Abstract Number: S3C-7
Abstract Type: Case Report/Case Series

Joshua Wiseman MD1 ; Joshua Wiseman MD2; Amanda Arnzen MD3; Erin Etolll MD4; Shaun Thompson MD5; Daniel Johnson MD6

A 37 year old female, Gravida 9 Para 4, at 24/5 weeks gestation was transferred to our tertiary care center for veno-venous extracorporeal membrane oxygenation (VV-ECMO)evaluation due to hypoxic-hypercarbic respiratory failure secondary to rhinovirus pneumonia leading to acute respiratory distress syndrome (ARDS) with superimposed asthma exacerbation. The patient’s history was significant for ongoing tobacco abuse and asthma requiring intubation approximately 7 years prior. Despite initial success with aggressive medical treatment, including deep sedation, neuromuscular blockade, and lung protective ventilation, adequate ventilation and oxygenation could not be maintained. Ultimately, on hospital day #11, VV-ECMO was initiated. Using Seldinger technique, a 25 French outflow cannula was placed into the right femoral vein, followed by a 19 French inflow cannula in the right internal jugular vein. Flows were initiated at 4.3L/min, with RPMs at 2975, and a sweep of 3 L/min. Arterial blood gas prior to cannulation was 7.27/74/61/33, improving to 7.44/47/99/32 within hours.

The patient tolerated cannulation without incident. She was maintained using a lung protective ventilation strategy (4-7 mL/kg predicted body weight) and high PEEP (12-16 mmHg). Bronchoscopy was performed with clearance of copious bilateral mucus plugs. The patient improved significantly over the next 48 hours. Elective tracheostomy was performed to assist with weaning from the ventilator as the patient had signs and symptoms of ICU-acquired weakness. ECMO was weaned following a total of 6 days of therapy. The patient subsequently tolerated ventilator weaning and was liberated from the ventilator four days after decannulation from ECMO. The patient made a full recovery of respiratory function and required no supplemental oxygen after discharge from the intensive care unit.
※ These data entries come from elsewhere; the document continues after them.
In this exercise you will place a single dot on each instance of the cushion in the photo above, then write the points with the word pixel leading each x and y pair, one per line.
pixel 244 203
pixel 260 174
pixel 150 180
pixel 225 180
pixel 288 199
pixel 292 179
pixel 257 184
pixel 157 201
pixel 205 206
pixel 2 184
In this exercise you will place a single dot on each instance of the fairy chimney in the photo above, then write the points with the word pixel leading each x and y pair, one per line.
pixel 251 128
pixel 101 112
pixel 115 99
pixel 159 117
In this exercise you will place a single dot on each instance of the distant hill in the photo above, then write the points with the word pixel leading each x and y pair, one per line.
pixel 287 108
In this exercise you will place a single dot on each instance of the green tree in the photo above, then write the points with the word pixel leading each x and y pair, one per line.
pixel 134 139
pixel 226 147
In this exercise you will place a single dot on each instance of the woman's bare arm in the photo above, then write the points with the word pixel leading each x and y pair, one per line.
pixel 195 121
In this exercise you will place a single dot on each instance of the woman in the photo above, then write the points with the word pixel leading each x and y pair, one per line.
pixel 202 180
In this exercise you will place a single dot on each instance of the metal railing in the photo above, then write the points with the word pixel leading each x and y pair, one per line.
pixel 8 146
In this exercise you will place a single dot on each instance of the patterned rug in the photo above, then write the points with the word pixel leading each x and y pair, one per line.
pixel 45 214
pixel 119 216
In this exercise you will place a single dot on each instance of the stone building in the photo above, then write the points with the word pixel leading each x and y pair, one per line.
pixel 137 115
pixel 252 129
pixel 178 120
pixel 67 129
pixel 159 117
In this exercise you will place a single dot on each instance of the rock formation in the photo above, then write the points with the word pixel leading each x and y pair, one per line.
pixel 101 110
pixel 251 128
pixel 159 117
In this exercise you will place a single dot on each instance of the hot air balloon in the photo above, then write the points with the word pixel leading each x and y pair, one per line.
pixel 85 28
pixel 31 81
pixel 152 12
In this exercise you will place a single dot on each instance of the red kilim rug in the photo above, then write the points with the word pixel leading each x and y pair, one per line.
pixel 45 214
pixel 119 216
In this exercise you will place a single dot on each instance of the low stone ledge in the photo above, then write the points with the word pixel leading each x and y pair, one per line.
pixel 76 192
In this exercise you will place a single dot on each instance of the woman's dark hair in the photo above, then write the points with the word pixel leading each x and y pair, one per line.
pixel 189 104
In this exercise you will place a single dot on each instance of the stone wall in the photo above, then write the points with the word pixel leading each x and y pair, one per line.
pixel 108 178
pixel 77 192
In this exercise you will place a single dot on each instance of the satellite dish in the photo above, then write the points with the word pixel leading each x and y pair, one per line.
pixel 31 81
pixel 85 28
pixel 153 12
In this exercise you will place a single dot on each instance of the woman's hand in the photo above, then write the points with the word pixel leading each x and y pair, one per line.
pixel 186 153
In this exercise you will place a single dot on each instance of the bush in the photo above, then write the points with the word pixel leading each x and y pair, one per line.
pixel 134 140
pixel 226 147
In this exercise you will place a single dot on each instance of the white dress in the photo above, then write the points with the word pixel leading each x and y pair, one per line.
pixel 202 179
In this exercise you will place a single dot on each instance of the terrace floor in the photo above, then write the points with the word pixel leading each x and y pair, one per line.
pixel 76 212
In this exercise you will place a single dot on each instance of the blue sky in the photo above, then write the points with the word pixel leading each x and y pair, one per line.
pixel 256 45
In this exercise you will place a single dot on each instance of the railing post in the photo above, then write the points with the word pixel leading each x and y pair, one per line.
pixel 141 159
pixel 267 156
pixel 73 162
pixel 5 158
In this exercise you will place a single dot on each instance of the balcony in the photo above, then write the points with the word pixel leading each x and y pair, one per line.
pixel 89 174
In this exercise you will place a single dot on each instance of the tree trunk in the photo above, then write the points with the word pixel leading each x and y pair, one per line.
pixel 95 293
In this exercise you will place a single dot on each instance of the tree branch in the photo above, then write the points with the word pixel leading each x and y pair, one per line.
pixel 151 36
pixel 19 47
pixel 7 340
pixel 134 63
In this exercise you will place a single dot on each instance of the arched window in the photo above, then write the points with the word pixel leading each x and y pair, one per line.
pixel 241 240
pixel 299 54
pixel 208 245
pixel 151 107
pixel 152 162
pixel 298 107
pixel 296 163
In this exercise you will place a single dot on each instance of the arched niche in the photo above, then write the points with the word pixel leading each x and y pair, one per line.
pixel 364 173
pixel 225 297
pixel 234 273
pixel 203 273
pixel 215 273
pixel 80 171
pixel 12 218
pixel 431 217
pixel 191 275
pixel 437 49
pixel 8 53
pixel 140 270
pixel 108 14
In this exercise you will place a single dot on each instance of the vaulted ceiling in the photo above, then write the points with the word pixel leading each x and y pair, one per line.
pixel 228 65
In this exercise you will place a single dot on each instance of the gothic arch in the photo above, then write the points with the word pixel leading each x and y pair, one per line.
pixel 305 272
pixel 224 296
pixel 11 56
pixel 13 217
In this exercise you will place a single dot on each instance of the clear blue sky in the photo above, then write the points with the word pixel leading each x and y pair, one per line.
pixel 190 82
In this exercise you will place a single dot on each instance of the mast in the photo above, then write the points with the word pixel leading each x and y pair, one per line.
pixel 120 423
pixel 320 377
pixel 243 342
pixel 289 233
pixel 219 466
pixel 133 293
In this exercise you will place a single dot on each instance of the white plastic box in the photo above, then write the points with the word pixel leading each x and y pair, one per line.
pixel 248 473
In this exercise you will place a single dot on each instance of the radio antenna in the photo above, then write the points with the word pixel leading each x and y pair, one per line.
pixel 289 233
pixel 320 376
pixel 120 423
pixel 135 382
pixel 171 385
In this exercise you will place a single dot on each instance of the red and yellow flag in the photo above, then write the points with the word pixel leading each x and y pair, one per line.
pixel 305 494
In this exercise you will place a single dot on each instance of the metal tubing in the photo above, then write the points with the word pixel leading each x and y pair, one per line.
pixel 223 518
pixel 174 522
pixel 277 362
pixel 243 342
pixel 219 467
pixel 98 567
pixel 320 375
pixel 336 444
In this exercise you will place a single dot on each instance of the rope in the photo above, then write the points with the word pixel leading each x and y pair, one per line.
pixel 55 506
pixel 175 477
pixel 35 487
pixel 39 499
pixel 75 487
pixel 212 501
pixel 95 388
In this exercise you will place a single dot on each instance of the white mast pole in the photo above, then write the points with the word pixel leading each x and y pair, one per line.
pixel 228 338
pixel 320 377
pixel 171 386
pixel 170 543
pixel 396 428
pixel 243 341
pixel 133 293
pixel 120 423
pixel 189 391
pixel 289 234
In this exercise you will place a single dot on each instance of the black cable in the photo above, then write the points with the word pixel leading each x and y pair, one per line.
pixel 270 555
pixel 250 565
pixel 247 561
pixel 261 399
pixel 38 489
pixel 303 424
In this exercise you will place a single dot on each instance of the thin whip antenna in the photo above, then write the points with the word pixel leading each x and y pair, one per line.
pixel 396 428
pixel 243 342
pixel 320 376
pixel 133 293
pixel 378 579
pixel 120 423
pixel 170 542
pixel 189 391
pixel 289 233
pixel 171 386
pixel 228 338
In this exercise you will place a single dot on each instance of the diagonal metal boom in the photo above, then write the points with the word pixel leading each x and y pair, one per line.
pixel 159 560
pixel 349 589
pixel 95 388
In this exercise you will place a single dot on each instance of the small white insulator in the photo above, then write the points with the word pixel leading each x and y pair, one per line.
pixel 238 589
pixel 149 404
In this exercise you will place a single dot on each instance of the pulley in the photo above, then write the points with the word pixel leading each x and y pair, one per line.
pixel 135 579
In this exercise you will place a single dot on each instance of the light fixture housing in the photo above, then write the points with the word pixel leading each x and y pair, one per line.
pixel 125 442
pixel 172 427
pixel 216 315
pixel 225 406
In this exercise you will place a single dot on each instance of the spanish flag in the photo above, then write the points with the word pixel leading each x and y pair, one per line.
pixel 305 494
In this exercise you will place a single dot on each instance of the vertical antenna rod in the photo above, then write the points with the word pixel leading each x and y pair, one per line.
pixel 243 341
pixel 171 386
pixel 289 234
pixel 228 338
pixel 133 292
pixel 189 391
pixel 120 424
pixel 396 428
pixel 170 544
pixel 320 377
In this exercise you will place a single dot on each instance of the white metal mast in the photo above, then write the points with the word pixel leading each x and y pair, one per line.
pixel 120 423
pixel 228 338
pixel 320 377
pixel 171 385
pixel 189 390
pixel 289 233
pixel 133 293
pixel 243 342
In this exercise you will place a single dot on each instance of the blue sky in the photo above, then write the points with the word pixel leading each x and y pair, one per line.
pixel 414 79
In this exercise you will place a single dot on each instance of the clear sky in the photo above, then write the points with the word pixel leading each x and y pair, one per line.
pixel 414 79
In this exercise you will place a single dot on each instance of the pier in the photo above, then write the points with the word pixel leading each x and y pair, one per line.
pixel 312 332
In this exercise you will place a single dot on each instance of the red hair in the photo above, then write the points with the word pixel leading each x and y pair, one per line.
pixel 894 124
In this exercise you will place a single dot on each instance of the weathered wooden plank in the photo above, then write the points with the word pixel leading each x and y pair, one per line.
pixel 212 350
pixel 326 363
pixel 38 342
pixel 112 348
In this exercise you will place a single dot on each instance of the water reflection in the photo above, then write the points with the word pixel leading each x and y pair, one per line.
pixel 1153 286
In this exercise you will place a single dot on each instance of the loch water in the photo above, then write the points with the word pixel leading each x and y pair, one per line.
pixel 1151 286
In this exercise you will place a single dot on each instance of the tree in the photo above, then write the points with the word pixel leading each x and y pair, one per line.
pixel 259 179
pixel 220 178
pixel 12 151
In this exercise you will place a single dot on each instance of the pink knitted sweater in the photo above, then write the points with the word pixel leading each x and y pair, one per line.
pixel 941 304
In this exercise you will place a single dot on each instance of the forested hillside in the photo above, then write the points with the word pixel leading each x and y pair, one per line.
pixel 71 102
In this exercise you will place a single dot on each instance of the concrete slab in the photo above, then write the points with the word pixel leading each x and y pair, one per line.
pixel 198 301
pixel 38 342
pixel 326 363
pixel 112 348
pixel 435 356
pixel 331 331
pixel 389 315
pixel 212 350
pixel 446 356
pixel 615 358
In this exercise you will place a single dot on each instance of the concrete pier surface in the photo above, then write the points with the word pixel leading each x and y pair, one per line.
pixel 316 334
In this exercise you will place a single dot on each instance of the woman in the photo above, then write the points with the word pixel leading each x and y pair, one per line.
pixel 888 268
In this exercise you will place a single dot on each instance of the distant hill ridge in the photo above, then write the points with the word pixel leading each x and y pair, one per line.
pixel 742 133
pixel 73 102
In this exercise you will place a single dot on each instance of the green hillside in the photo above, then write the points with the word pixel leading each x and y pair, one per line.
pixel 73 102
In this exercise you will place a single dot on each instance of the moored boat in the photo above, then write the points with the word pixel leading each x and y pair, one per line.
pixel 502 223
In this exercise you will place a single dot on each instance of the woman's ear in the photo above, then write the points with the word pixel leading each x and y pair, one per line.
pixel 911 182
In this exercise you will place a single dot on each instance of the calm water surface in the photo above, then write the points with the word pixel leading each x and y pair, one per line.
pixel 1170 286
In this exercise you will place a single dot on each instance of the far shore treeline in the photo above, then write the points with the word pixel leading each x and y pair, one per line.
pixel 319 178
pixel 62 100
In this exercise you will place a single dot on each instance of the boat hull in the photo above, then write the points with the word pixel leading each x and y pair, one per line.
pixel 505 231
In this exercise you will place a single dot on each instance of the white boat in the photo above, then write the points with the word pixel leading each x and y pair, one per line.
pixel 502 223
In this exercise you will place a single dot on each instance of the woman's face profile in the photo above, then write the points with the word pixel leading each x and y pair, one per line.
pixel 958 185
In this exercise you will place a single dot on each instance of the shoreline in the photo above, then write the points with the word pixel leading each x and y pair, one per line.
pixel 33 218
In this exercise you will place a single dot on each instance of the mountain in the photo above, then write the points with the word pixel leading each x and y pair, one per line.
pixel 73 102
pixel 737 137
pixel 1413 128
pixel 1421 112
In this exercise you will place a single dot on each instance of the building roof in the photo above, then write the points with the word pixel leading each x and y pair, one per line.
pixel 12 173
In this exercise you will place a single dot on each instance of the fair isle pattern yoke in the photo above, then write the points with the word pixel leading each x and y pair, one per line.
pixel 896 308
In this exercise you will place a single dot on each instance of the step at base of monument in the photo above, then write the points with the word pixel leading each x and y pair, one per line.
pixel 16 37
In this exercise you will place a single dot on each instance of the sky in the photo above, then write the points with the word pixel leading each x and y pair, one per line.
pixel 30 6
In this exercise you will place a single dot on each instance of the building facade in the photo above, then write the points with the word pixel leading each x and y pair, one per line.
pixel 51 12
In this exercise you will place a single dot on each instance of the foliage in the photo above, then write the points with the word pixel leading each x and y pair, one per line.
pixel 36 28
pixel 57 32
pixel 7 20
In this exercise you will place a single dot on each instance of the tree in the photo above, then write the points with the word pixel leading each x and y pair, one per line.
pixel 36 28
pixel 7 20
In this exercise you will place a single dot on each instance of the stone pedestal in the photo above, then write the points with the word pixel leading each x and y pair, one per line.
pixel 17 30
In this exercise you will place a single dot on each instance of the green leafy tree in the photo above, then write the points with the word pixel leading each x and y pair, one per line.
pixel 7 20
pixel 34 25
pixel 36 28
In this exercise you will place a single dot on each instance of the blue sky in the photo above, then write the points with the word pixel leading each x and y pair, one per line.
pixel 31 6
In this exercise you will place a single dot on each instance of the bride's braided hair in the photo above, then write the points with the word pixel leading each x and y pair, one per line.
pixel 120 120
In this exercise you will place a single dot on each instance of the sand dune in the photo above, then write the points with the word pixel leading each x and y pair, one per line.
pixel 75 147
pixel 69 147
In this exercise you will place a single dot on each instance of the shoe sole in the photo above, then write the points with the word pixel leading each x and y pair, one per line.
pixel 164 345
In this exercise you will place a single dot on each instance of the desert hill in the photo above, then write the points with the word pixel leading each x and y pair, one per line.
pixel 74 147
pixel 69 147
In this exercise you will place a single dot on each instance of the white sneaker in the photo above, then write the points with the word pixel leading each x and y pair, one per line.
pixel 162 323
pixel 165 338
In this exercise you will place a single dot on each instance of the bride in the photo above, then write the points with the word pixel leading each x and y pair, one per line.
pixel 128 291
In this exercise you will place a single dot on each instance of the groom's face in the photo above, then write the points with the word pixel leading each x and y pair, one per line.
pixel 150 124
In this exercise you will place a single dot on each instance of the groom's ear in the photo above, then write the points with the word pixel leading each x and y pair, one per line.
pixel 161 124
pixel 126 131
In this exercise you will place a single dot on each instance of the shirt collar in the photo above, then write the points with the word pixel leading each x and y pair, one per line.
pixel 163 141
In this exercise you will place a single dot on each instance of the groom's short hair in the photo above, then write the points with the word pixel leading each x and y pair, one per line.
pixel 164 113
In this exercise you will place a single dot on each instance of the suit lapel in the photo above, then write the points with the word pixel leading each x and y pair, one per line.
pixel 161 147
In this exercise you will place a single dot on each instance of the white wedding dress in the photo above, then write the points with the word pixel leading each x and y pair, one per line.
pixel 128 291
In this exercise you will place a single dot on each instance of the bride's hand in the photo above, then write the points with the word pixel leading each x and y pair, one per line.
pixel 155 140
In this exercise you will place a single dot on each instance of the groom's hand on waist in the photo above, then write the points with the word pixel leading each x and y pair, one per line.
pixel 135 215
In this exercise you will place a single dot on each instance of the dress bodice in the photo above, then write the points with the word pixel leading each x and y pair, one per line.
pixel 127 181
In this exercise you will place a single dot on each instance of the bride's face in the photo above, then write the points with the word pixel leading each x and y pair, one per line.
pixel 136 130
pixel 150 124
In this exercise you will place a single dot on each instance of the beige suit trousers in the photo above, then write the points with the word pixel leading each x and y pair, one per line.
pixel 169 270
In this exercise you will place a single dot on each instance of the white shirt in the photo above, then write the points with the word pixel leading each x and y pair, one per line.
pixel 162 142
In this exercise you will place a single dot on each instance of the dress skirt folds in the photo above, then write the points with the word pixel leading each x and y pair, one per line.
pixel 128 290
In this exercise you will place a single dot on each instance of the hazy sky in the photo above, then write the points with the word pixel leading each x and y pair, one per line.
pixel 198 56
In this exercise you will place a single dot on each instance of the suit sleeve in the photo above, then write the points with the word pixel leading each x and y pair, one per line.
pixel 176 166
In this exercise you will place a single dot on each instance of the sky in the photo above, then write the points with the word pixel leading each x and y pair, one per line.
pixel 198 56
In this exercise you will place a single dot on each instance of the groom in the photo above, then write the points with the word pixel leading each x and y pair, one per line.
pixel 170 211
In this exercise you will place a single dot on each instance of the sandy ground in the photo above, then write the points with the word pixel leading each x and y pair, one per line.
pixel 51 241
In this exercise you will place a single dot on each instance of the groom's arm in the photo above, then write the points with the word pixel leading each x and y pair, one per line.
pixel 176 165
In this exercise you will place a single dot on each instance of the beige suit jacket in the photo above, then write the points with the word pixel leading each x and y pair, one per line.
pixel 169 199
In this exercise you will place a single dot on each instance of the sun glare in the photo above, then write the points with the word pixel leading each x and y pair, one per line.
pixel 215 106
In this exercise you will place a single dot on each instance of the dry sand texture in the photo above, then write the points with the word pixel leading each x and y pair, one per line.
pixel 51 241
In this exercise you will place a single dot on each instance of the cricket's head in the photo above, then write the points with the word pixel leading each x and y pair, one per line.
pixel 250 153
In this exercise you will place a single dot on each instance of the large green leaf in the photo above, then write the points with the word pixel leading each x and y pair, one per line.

On hospital day #28 she began having seizure-like activity while on the ward, along with elevated LFTs in the setting of long-term steroid treatment and negative head CT. The OB team was unable to effectively rule out eclampsia, so she was taken for urgent repeat cesarean delivery after a witnessed seizure on hospital day #29. Inhaled induction via the tracheostomy was performed, followed by a balanced anesthetic including nitrous oxide and sevoflurane. The delivery was uncomplicated and the patient was monitored in the ICU postoperatively for less than 48 hours before transition to the ward.

The neonate was born at 28w6d with APGAR scores of 7 and 9. After bag-mask positive pressure ventilation and transition to CPAP the infant was admitted to NICU for further care. The fetus did not appear to suffer any significant physiologic changes or insults during this process and tolerated the initiation and discontinuation of VV-ECMO without issue. This case illustrates the safe and appropriate usage of VV-ECMO in a patient with severe respiratory failure during pregnancy.